Defendant was charged with the theft of property having a value exceeding $150. The uncontradicted testimony was that the value of the stolen trousers was $250. The latter amount had been inserted in the form of verdict before that form was handed to the jurors. Its insertion, my colleagues say, denied defendant her constitutional right to a jury trial.

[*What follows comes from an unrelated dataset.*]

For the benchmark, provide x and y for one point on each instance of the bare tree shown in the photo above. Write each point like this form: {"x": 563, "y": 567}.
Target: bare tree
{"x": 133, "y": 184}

Our more recent decisions, in my opinion, require a contrary result, wholly apart from the question of waiver upon which the appellate court relied in the direct appeal. In People v. Harden (1969), 42 Ill.2d 301, the defendant urged that a verdict stating, “We, the Jury, find the defendant, Palas tine [íz'c] Harden, guilty.” was an insufficient finding of value over $150 necessary to support a penitentiary sentence. The trial court had there instructed the jury as to the elements of proof, including value, necessary to a guilty verdict, and this court held the verdict sufficient despite the total absence of a finding that value of the property stolen was more than $150. In People v. Tassone (1968), 41 Ill.2d 7, a felony conviction in a bench trial for theft of a truck was upheld even though no proof of value of the truck was offered. This court there held judicial notice would be taken of the fact that the value of the tractor and trailer was more than $150. And in People v. Rogers (1959), 16 Ill.2d 175, this court affirmed a conviction for grand larceny, despite the *400trial court’s refusal of an instruction on petit larceny, holding there was no error in refusing the instruction because there was no conflict in the evidence as to value.

In my judgment the unmistakable tenor of these more recent cases requires affirmance here. While the practice of inserting the amounts in forms of verdicts prior to submitting them to the jury is not to be recommended, the fact that it was done here, where the testimony as to the value is undisputed, could not, as I view it, have prejudiced defendant.

I would reverse the trial court judgment and deny the petition.